Hay otras coincidencias entre ambos autores. Como que los dos deciden hablar sobre el espacio que conocen —Ríos es de Santa Teresita y Quirós es chaqueño—. Más aún: que emplean ese espacio como vivo, como condicionante para los personajes. Y eso puede llegar a profundizar la sensación de que los cuentos se parecen. Estructuralmente, la historia es la misma. Sin embargo, un cuento no es “el conjunto de las cosas que suceden”, sino la trama que se construye con ellas. Los procedimientos formales que operan en el relato. Así, a partir de someter un mismo elemento a ligeras variaciones, se pueden construir dos cuentos diferentes. Lo que produce a su vez que el sentido del relato sea diferente.
Valdría preguntarse, como consigna de escritura o meramente de imaginación, cuántas otras opciones hay para contar esa misma historia. O, pensando como Piglia: de qué manera diferentes autores habrían trabajado esta misma premisa.
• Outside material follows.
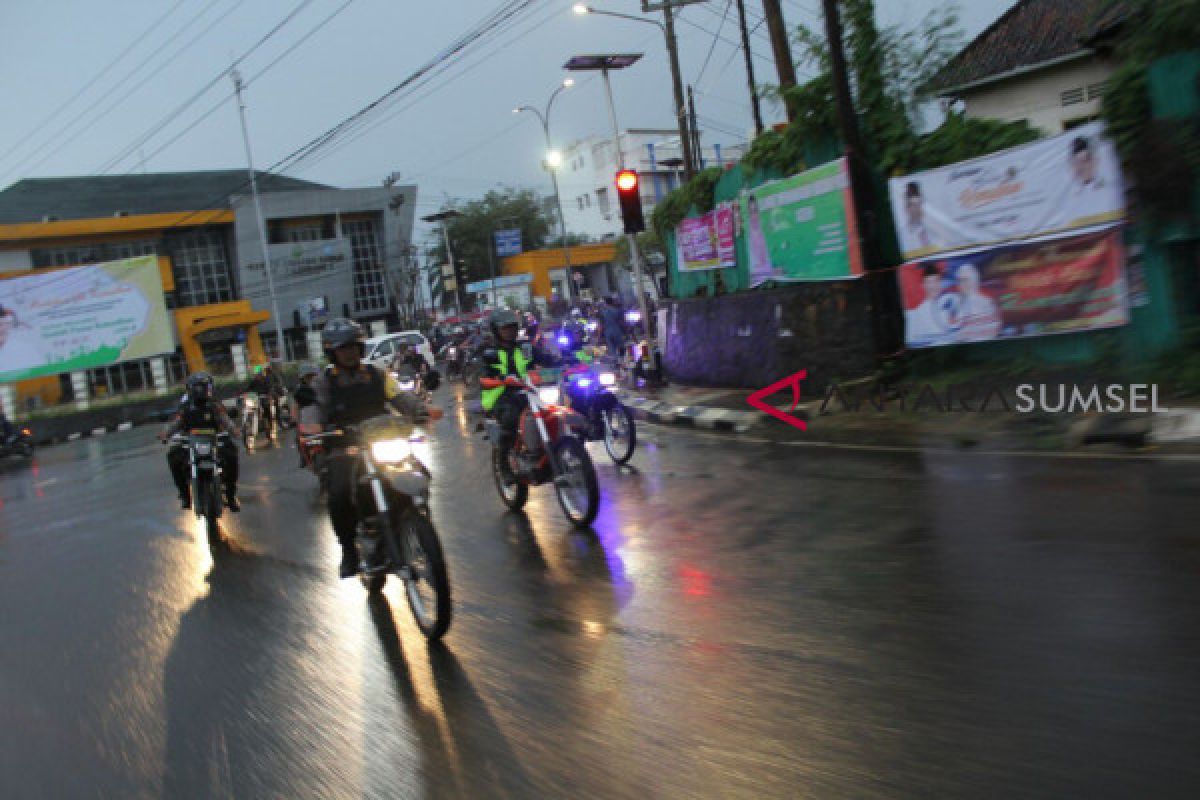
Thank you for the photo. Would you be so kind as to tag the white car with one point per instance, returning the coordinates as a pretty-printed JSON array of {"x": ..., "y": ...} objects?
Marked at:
[{"x": 381, "y": 350}]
Otra historia de crecimiento en que un niño acompaña a su padre a la cacería de nutrias/coipos está en El limonero real, de Juan José Saer. Se emplea el punto de vista del padre y los acontecimientos giran hacia zonas más oscuras.
Este NewsLetter está motivado únicamente por mis ganas de hablar de literatura. Mi propósito no es hacer gacetillas ni contratapas. Lo que me interesa es la literatura como trabajo mecánico. En el sentido de poder desentrañar cómo es que un objeto funciona, cómo se comporta.